The final architecture
After all the fixes:
- 3x otel-collector (DaemonSet) - one per node, collecting logs, host metrics, kubelet stats
- 1x otel-cluster-collector (Deployment) - cluster-wide events and pod status
- 2x ClickHouse replicas - data replication
- 1x HyperDX - the UI
- 1x MongoDB - HyperDX metadata
Access the UI
kubectl port-forward svc/clickstack-app -n observability 3000:3000Open http://localhost:3000
Verification
Check logs are flowing:
kubectl exec -n observability <clickhouse-pod> -- \
clickhouse-client --user otel --password <your-password> \
-q "SELECT count() FROM otel_logs"Check all pods healthy:
kubectl get pods -n observabilityFiles
| File | Purpose |
|---|---|
k8s/clickhouse-cluster.yaml | ClickHouse cluster CRD (2 replicas) |
k8s/otel-collector.yaml | OTel Collector DaemonSet (logs, host metrics, kubelet stats) |
k8s/otel-collector-cluster.yaml | OTel Collector Deployment (k8s events, pod status) |
k8s/otel-collector-rbac.yaml | RBAC for all collectors |
k8s/clickstack-values-operators.yaml | ClickStack Helm values (operators mode) |
Clean reinstall
If you need to wipe and reinstall (order matters - delete CRs before operators):
# Delete CRs first (operators handle finalizers)

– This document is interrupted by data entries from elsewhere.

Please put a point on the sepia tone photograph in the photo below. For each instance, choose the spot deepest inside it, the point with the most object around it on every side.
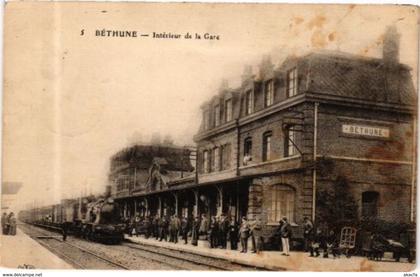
(209, 136)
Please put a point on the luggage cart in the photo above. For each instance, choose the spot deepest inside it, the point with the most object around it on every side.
(347, 240)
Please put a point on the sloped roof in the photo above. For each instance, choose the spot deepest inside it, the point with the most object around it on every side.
(10, 187)
(142, 156)
(347, 75)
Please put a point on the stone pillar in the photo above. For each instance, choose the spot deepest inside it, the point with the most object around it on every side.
(220, 200)
(176, 202)
(255, 199)
(195, 212)
(159, 207)
(146, 201)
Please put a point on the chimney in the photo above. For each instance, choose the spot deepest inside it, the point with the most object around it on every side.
(390, 50)
(224, 85)
(247, 74)
(266, 66)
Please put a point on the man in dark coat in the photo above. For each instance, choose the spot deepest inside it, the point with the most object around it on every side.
(4, 223)
(315, 243)
(256, 237)
(185, 228)
(146, 227)
(204, 225)
(244, 234)
(195, 231)
(176, 225)
(233, 234)
(64, 230)
(12, 224)
(155, 227)
(213, 232)
(330, 246)
(170, 229)
(308, 228)
(286, 234)
(163, 229)
(223, 231)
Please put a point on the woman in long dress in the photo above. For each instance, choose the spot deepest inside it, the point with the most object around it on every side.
(12, 222)
(195, 231)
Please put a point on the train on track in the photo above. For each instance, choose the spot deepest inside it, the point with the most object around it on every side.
(92, 218)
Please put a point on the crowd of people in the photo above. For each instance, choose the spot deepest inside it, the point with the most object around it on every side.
(8, 224)
(217, 230)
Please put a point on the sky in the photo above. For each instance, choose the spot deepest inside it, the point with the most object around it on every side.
(72, 100)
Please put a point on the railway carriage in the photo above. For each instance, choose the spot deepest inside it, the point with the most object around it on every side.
(92, 218)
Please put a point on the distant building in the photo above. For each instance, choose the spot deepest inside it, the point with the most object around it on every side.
(9, 191)
(143, 178)
(270, 147)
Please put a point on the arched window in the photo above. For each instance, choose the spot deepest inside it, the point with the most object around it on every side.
(370, 204)
(282, 203)
(205, 161)
(247, 150)
(267, 146)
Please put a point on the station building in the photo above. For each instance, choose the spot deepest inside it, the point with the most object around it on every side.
(270, 147)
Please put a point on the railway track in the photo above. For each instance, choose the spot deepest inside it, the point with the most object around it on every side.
(79, 257)
(193, 258)
(134, 256)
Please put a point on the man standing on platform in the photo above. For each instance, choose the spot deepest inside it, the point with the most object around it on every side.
(195, 231)
(155, 226)
(185, 228)
(3, 223)
(244, 235)
(175, 228)
(233, 234)
(286, 234)
(64, 230)
(212, 234)
(223, 231)
(12, 224)
(256, 238)
(308, 228)
(204, 225)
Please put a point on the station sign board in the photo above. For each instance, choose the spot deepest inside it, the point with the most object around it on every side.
(365, 130)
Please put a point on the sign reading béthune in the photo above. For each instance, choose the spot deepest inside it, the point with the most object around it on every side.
(363, 130)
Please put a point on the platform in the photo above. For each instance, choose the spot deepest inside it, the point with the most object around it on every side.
(273, 260)
(20, 250)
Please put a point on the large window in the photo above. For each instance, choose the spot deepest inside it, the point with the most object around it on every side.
(206, 161)
(292, 82)
(282, 203)
(269, 93)
(290, 139)
(266, 155)
(206, 119)
(247, 151)
(216, 159)
(228, 110)
(217, 115)
(249, 102)
(370, 204)
(225, 164)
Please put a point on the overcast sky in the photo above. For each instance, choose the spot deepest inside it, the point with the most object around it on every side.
(71, 101)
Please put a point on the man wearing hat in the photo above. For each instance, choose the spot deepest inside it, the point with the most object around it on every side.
(286, 234)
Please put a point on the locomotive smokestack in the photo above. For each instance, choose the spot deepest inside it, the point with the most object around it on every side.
(390, 50)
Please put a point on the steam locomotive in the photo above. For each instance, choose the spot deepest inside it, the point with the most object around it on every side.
(92, 218)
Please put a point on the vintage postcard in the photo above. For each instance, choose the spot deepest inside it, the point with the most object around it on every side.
(203, 136)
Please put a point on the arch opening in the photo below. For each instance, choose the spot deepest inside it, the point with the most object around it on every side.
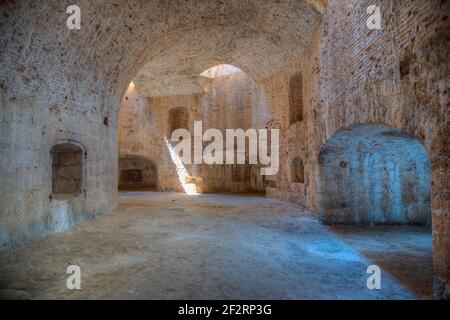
(137, 173)
(67, 169)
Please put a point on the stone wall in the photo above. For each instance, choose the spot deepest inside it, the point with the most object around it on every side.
(398, 76)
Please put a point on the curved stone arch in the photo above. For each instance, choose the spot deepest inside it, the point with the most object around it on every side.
(374, 174)
(178, 118)
(296, 101)
(137, 171)
(68, 167)
(296, 170)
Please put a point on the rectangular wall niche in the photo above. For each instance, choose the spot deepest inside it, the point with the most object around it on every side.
(67, 169)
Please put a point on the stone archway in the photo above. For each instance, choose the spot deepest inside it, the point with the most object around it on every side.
(374, 174)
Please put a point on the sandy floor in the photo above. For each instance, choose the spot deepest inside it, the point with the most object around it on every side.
(173, 246)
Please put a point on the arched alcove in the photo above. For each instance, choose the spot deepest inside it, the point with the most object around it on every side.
(178, 119)
(374, 174)
(297, 171)
(67, 169)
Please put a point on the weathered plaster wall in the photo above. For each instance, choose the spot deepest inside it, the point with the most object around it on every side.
(398, 76)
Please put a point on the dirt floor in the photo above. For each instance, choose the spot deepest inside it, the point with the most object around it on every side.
(174, 246)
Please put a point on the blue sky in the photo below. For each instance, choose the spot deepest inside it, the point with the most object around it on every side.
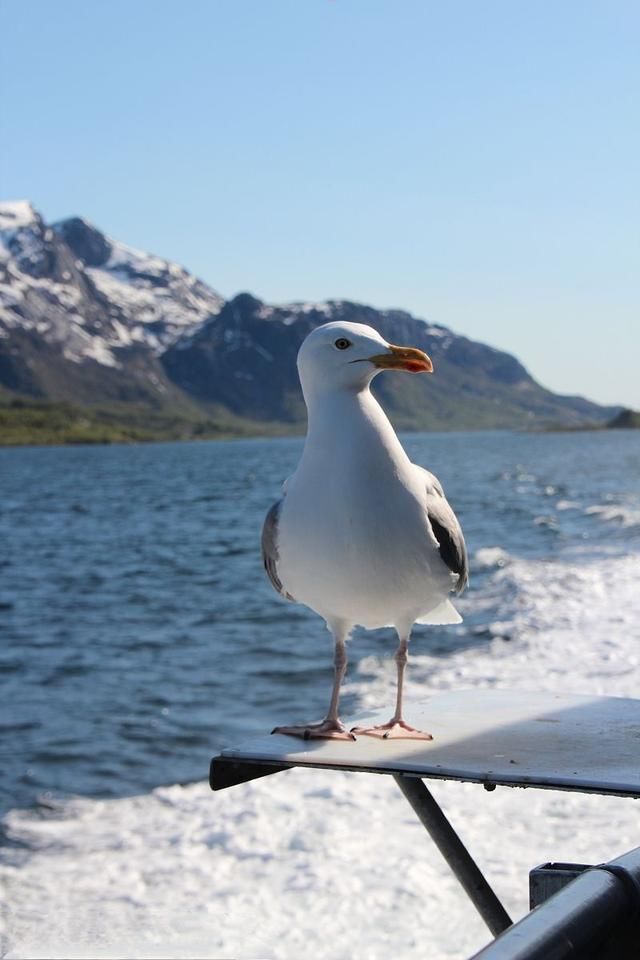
(475, 163)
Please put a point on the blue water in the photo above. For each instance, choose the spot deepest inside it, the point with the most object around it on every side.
(139, 633)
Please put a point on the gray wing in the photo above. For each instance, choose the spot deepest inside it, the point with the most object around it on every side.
(270, 549)
(447, 531)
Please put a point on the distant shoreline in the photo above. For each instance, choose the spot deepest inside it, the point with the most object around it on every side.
(40, 423)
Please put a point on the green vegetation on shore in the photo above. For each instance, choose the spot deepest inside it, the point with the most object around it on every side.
(27, 422)
(40, 422)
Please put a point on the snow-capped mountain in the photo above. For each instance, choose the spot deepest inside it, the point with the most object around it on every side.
(88, 319)
(71, 292)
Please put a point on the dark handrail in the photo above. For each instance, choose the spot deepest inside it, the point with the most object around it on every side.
(581, 920)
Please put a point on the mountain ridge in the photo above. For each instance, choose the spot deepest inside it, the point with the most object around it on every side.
(85, 319)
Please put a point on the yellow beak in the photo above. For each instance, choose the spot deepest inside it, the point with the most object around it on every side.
(403, 358)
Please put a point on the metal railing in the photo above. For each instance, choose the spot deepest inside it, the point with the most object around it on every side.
(595, 917)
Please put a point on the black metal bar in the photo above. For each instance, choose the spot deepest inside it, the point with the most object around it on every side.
(225, 772)
(597, 915)
(547, 879)
(573, 923)
(455, 853)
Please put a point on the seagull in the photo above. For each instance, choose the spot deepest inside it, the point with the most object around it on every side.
(361, 535)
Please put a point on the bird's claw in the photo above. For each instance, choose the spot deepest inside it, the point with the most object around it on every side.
(326, 730)
(393, 730)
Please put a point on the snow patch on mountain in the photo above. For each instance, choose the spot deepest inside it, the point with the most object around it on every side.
(91, 297)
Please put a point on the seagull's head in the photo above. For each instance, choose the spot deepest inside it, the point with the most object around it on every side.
(349, 355)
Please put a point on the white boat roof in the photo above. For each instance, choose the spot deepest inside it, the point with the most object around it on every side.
(516, 738)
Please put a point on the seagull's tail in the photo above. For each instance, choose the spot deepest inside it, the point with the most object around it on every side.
(445, 612)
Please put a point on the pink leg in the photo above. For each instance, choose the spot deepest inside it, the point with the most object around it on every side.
(332, 727)
(396, 728)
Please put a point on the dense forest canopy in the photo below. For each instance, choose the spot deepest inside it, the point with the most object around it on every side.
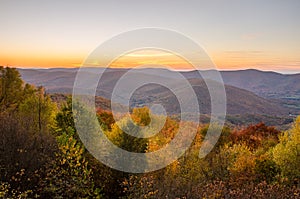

kubectl delete opentelemetrycollector otel otel-cluster -n observability
kubectl delete chi echo -n observability
# Delete cluster-wide RBAC
kubectl delete clusterrolebinding otel-collector
kubectl delete clusterrole otel-collector
# Uninstall Helm releases
helm uninstall clickstack -n observability
helm uninstall cho -n observability
helm uninstall opentelemetry-operator -n observability
# Delete data
kubectl delete pvc --all -n observabilityThen reinstall in order: operators first, RBAC, CRs, ClickStack last.